As for solutions, Urbanik echoed both Meadows and Kemp in calling for increased supports and housing – adding that her own research with homeless people in Canada has shown that there need to be options beyond traditional shelter spaces, which don't work for everyone.
"Individuals are not going to the spaces where they traditionally access critical services precisely because they fear the violence that they believe is increasing in those areas. So that's a real access barrier that we have to navigate," she said.
Between Sept. 8 and Jan. 2, six people were killed in neighbourhoods north of downtown Edmonton. No charges have been laid. Some of the deaths have been declared homicides. Others are still considered suspicious.
Sept. 8: Yakubu Usman Saibu, 40, was found suffering from a gunshot wound inside a home at 106th Avenue and 105th Street. He died at the scene. His death was declared a homicide.
Nov. 29: Joseph Ross Gladue, 38, was found dead in an encampment near a walking path and the LRT tracks near 95th Street and 106th Avenue. In January, police said the death was still classified as suspicious. The manner of death hasn't been disclosed.
Nov. 28: Calvin Ross Moosewah, 46, was found unresponsive outside the Coliseum LRT station. He died in hospital two days later. Police said Moosewah had been the victim of an assault in an encampment in the area of 100th Street and 105A Avenue on Nov. 19, and had been taken to hospital for head injuries that day. A 40-year-old man has been charged in the Nov. 19, 2022 assault. As of Jan. 20, Moosewah's death was still being treated as suspicious.

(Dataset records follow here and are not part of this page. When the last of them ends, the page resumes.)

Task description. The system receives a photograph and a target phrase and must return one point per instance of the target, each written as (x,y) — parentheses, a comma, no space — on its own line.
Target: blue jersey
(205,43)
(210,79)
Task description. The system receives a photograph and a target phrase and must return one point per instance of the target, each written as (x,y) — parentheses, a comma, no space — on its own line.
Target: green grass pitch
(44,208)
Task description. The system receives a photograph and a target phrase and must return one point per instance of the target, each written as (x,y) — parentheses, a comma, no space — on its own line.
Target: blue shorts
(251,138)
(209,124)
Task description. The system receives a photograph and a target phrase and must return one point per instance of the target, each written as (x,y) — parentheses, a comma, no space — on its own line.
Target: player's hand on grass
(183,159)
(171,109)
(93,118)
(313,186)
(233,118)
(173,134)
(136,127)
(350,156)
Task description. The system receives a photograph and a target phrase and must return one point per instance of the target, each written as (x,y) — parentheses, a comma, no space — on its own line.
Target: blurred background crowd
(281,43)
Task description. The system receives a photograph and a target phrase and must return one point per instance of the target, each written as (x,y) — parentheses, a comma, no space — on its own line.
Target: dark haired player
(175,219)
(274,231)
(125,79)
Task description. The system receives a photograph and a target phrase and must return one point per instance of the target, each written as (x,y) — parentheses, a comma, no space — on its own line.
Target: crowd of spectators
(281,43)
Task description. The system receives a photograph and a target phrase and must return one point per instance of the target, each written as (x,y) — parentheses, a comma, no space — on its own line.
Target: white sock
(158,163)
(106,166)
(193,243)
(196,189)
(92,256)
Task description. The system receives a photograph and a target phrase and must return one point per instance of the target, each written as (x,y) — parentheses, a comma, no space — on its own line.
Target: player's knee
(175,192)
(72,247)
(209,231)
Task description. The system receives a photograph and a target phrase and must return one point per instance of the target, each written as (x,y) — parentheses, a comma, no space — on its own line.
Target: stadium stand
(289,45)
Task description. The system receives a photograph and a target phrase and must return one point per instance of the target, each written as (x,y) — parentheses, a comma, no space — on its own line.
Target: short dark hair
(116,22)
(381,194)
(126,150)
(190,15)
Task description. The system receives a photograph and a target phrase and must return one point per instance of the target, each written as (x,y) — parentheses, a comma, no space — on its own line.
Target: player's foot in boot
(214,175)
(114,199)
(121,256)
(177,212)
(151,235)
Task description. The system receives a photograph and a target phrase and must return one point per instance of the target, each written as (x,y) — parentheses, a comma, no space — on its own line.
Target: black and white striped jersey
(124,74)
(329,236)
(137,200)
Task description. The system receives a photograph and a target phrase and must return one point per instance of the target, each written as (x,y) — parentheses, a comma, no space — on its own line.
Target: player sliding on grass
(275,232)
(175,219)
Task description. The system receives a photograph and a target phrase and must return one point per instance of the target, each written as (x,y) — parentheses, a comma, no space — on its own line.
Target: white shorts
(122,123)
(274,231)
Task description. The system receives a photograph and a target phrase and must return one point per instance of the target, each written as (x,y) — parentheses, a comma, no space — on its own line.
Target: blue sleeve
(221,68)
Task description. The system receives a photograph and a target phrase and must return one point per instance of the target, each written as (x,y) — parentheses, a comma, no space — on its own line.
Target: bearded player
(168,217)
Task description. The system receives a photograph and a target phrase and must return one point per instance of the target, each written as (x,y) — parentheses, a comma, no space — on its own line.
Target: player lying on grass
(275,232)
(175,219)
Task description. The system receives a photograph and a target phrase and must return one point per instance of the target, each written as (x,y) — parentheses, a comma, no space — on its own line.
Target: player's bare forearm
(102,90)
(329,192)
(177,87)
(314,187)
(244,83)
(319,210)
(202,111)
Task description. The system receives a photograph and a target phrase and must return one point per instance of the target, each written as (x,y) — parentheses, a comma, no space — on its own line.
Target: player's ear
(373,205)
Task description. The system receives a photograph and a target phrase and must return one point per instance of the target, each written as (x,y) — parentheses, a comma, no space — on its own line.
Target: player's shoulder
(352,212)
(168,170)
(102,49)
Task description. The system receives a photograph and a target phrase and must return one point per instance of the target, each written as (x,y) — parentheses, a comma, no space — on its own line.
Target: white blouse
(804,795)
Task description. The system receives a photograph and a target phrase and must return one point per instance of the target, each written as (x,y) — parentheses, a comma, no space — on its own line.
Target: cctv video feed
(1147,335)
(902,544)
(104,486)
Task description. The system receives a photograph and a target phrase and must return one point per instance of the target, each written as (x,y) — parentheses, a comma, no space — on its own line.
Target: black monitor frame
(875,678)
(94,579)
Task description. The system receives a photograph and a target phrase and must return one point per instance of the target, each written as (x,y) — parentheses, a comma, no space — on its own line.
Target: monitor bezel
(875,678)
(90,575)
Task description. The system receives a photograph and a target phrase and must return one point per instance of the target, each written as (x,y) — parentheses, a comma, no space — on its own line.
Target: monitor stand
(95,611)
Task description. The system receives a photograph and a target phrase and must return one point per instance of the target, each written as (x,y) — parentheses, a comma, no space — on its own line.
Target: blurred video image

Dec. 18: Ahmed Mohamed, 36, died of gunshot wounds in the parking lot of a convenience store at 104th Street and 107th Avenue. Police found him after responding to a weapons complaint at a suite in a building near 103rd Street and 106th Avenue where a 23-year-old man was found with serious injuries. The younger man was taken to hospital. Mohamed's death was declared a homicide.
Investigators believe Ronald Bell, 70, was killed on the afternoon of Dec. 27. On Jan. 1, police were told about a sudden death at the home Bell rented at 107th Avenue and 106th Street. Investigators told reporters the home had several other tenants and many visitors, and that they hoped to speak with anyone who had been there around the time of Bell's death. The manner of death has not been released for investigative reasons, but it has been declared a homicide.
On Jan. 2, Shane Bakewell, 32, was found in medical distress outside a shelter near 100th Street and 105A Avenue. Hospital staff notified police after noticing injuries consistent with a gunshot wound. Bakewell's death has been declared a homicide.